Vermonters for Justice in Palestine has long criticized the company’s relationship with the licensee, which grew out of a friendship between Ben & Jerry’s cofounder Ben Cohen and Israeli businessman Avi Zinger in the 1980s.
The 20-year-old advocacy group wants Ben & Jerry’s to take further action, including ending manufacturing and sales in Israel, and issuing a statement calling on Israel to end its occupation and settlements.
For the past three decades, Ben & Jerry’s has licensed a factory in Israel, which produces and distributes ice cream in the country, and also sells in Israeli settlements in the West Bank and East Jerusalem.
In a statement, Ben & Jerry’s parent company, Unilever, called the Israeli-Palestinian conflict “a very complex and sensitive situation” and said that it remained “fully committed to our presence in Israel.”

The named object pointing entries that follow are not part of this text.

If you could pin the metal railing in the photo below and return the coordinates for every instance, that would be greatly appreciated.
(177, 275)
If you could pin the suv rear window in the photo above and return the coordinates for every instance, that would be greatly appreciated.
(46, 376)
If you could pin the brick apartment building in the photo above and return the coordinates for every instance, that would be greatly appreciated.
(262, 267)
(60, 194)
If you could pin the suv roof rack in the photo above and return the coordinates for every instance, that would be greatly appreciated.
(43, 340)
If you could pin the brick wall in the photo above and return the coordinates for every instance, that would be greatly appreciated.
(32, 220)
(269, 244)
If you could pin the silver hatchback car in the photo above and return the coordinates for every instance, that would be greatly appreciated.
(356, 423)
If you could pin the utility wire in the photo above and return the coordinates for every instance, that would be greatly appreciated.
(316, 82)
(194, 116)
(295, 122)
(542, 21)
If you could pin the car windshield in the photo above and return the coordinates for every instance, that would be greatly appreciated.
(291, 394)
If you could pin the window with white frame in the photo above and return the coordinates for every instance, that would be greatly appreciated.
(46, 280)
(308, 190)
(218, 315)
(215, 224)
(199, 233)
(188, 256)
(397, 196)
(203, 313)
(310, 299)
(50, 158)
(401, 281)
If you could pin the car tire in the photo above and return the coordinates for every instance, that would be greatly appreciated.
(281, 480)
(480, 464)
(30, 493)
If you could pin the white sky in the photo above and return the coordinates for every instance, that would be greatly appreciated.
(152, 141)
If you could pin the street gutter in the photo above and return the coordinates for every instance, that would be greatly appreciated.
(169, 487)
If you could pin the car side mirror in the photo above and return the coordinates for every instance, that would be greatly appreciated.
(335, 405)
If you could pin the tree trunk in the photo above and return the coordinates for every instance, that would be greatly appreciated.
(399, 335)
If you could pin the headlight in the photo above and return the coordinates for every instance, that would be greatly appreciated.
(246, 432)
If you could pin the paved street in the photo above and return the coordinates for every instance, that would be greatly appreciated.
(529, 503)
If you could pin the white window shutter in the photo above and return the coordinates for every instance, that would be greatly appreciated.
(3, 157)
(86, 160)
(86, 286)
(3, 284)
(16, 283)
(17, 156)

Unilever said that as part of its 2000 acquisition agreement, Ben & Jerry’s retained oversight of the Israel license.
“We also welcome the fact that Ben & Jerry’s will stay in Israel,” Unilever said.
Almost a tenth of Israel’s Jewish citizens live in Israeli settlements in the West Bank and Jerusalem. International law deems them illegal, but the Israeli government has argued that Israel has historical and religious rights to the land.
Earlier this year, the Israeli government bombarded the Palestinian-controlled Gaza Strip after Hamas and other Palestinian groups had fired rockets into Israel. Because of this, many activists sympathetic to the Palestinian cause increased their calls for Ben & Jerry’s to discontinue sales in the territories.
By the time an Egyptian-brokered cease-fire took effect May 21, more than 4,000 rockets fired from Gaza had killed at least 13 people in Israel. The Israeli bombardment of Gaza killed 248 people, at least 100 of whom were noncombatants, according to the Palestinian Health Ministry.
Faour said he believes that what happened with Ben & Jerry’s will serve as a catalyst for businesses to pay attention to the movement to boycott and divest from Israel.
Faour’s organization in Vermont had for many years made their case through letters to Ben & Jerry’s executives and protests outside scoop shops on the company’s “Free Cone Day.”
Despite the pressure, Ben & Jerry’s hadn’t budged on its business practices in Israel. But this spring, amid mounting empathy among progressives for the Palestinians, the activists said they felt a shift.
“We’ve tried to appeal to them based on their mission of love, peace, equality. But they ignored us,” Faour, who was raised in a Palestinian refugee camp, said earlier this month. “Now, public opinion is changing, especially due to the younger generations who have taken to social media and protests and come to our aid. They can no longer ignore us.”
Hanna Krueger and Gal Tziperman Lotan of the Globe staff contributed to this report. Material from wire services was also used.